Authors: Eva Marková, Tomáš Bajtoš, Pavol Sokol, Terézia Mézešová
Abstract
An inherent part of everyday life and work on a computer is ownership and use of an email address. The main aim of this paper is to analyze existing approaches to classification of malicious emails. We have implemented a system, which is able to distinguish between legitimate and malicious emails. Subsequently, malicious emails are classified into three subcategories: spam, scam, and phishing. We prepared a labeled dataset. We extracted several features from emails contained in the dataset. Within the system, we have implemented four supervised machine learning methods (Random Forest, Decision Tree, Support Vector Machines, k-Nearest Neighbors) and evaluated them. According to our results, the Random Forest is the most suitable approach for email classification.
Introduction
Every year, attacks on the Internet become more and more sophisticated. Attackers often get credentials or bank details through malicious emails, which may contain fraudulent links. They also may require users to install some malicious software which can monitor their activity on the computer. Today’s emails no longer seem to be written by a machine, so it’s difficult to distinguish illegitimate emails from the legitimate ones.

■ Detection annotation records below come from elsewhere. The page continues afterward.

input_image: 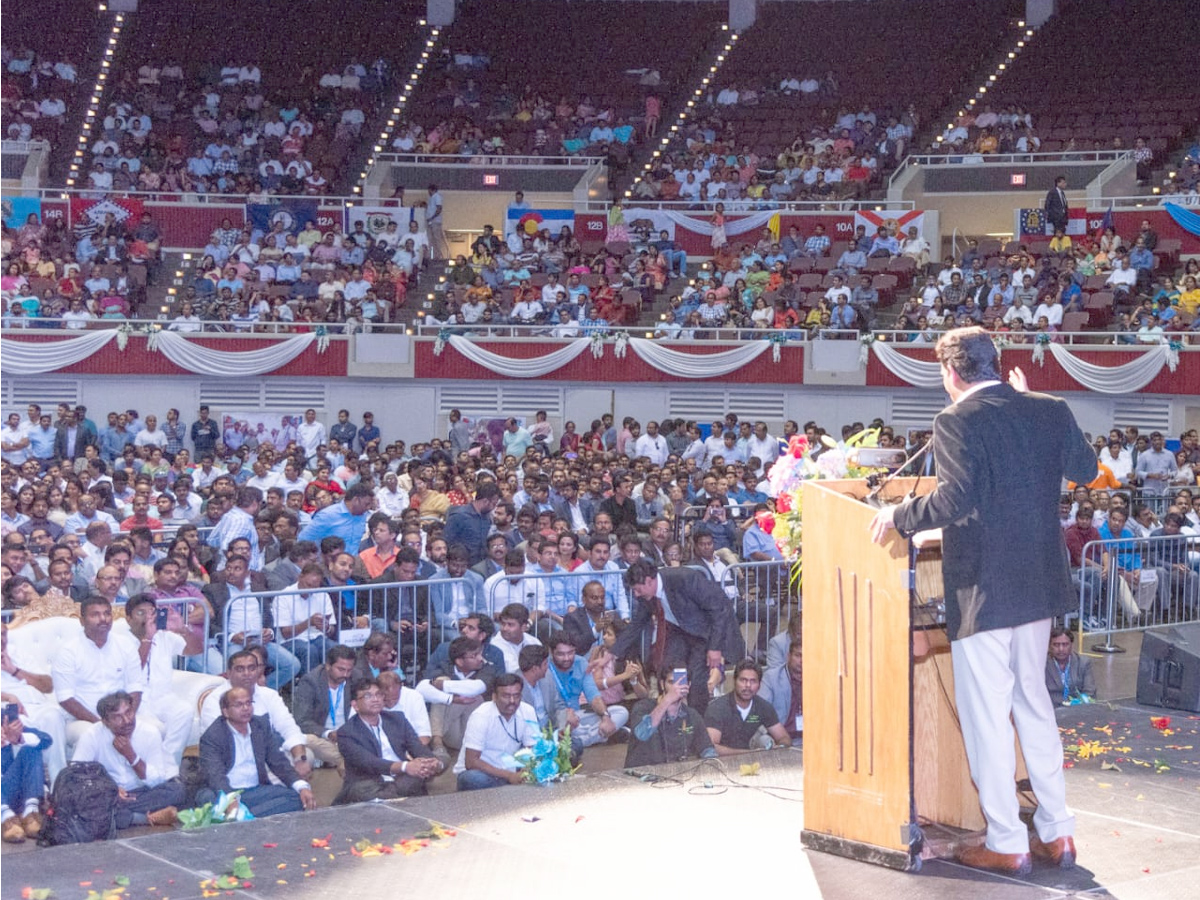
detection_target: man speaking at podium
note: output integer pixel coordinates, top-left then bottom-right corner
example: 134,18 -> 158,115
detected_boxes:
871,328 -> 1097,874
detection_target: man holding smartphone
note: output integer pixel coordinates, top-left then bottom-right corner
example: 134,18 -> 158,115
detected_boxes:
625,668 -> 716,768
116,594 -> 204,763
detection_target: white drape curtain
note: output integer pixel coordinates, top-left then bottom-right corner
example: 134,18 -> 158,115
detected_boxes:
871,341 -> 942,389
625,208 -> 779,238
448,335 -> 592,378
156,331 -> 317,378
1050,343 -> 1171,394
629,337 -> 770,378
0,329 -> 116,376
871,341 -> 1171,394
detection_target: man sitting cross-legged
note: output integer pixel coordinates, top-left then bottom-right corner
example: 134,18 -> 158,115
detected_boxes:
334,678 -> 445,805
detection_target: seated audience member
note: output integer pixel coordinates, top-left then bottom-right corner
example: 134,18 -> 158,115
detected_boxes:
200,646 -> 312,778
416,637 -> 499,758
454,672 -> 539,791
334,678 -> 445,805
376,670 -> 433,746
625,668 -> 716,768
704,659 -> 792,756
196,688 -> 316,818
0,695 -> 52,844
1046,626 -> 1096,706
292,644 -> 358,775
204,553 -> 300,690
0,623 -> 67,782
115,594 -> 203,764
762,637 -> 804,745
547,631 -> 629,748
271,563 -> 337,674
491,602 -> 541,674
71,691 -> 187,828
50,595 -> 142,748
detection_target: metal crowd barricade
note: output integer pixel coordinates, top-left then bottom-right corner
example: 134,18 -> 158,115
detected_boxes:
1072,534 -> 1200,653
154,596 -> 213,674
721,559 -> 800,662
672,503 -> 757,544
482,566 -> 632,636
225,577 -> 453,684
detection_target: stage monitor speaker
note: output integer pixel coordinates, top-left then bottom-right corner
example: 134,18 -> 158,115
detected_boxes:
1138,623 -> 1200,713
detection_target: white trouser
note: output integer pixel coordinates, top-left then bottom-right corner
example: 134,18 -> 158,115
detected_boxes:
571,706 -> 629,746
145,694 -> 196,763
950,619 -> 1075,853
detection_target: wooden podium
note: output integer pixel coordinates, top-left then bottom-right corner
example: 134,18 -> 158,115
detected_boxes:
802,478 -> 1003,870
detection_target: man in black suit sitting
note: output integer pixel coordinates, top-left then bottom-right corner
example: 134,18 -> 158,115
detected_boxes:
196,688 -> 317,818
334,678 -> 445,805
612,559 -> 745,715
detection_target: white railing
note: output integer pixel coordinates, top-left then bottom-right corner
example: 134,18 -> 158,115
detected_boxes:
374,152 -> 604,168
584,197 -> 917,212
888,149 -> 1133,187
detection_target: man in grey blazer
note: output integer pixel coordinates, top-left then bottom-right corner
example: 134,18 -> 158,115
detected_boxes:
871,328 -> 1097,874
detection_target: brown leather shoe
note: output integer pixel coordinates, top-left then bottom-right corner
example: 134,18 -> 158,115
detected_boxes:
20,812 -> 42,838
146,806 -> 179,827
0,816 -> 25,844
956,844 -> 1033,875
1030,834 -> 1075,869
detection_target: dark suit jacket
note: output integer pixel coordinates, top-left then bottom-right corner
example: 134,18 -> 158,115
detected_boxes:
612,569 -> 745,660
292,666 -> 350,737
1043,187 -> 1070,229
563,606 -> 596,656
550,497 -> 596,528
54,425 -> 100,460
337,709 -> 433,791
200,715 -> 300,792
895,384 -> 1097,640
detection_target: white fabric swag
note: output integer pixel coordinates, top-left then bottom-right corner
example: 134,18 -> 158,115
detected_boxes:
871,341 -> 942,389
629,337 -> 770,378
871,341 -> 1171,394
625,203 -> 779,238
448,335 -> 592,378
1050,343 -> 1171,394
448,335 -> 770,378
0,329 -> 116,376
155,331 -> 317,378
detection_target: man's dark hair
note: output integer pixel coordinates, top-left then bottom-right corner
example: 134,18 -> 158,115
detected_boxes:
937,325 -> 1000,384
96,691 -> 133,719
235,487 -> 263,509
496,604 -> 529,625
448,637 -> 484,662
350,677 -> 383,700
325,643 -> 359,666
288,541 -> 318,563
463,612 -> 496,641
625,559 -> 659,588
517,643 -> 550,672
367,512 -> 396,534
79,594 -> 112,619
342,481 -> 374,502
733,656 -> 762,682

This problem needs to be solved, so we can prevent e.g. data leaks in an organisation. It is also important to users not to deal with the loss of money or credentials. We also want to make it easier for IT staff, because they often have to deal with problems, which can be avoided by creating a system capable of detecting malicious email.
Before the system was built, we previously tested employees and students in our organization, which is around 10.000 people [1]. We sent them three different versions of phishing email. It turned out that approximately 5 percent of people (about 500 people) responded to this email and that’s a big loss for such an organization as university.
In this paper we compared the performance of 4 different classifiers designed to categorize emails into categories and we evaluated them by performance metrics. We used Random Forest, Decision Tree (CART), Support Vector Machines and k-Nearest Neighbors. It turned out that the best results are achieved by Random Forest and in our system we used default implementation offered by the scikit-learn library [2] in Python. In our system we also can see the results of others algorithms, but the most important is Random Forest.
The problem with classification is how to clearly distinguish between spam, scam phishing and legitimate email. Spam is any irrelevant or unsolicited message, mostly advertisement that is sent over the Internet. Scam is a popular form of fraud in which an attacker convinces a victim to pay a certain amount of money and promises a greater reward. Phishing contains links to malicious websites that appear legitimate, or encourages to click on a link, or attempt to retrieve sensitive information. It is very difficult to find characteristics of emails that clearly distinguish these categories. For example, in scam it is needed to look at the text part of an email, because it often does not contain any suspicious links or any attachment. The main goal of this paper is the analysis of the techniques for detection malicious emails and also implementation of malicious emails prevention system. We state the following research sub-goals:
- comparison of methods for detection of malicious emails, and
- design and implementation of system for detection of malicious emails.
This paper is organized into six sections. Section II focuses on the review of published research related to methods to detect malicious emails and design and implementation of prevention system. Section III focuses on research methodology. Section IV describes design and implementation of proposed system. Section V contains results and discussion and last section contains conclusion and our suggestions for the future research.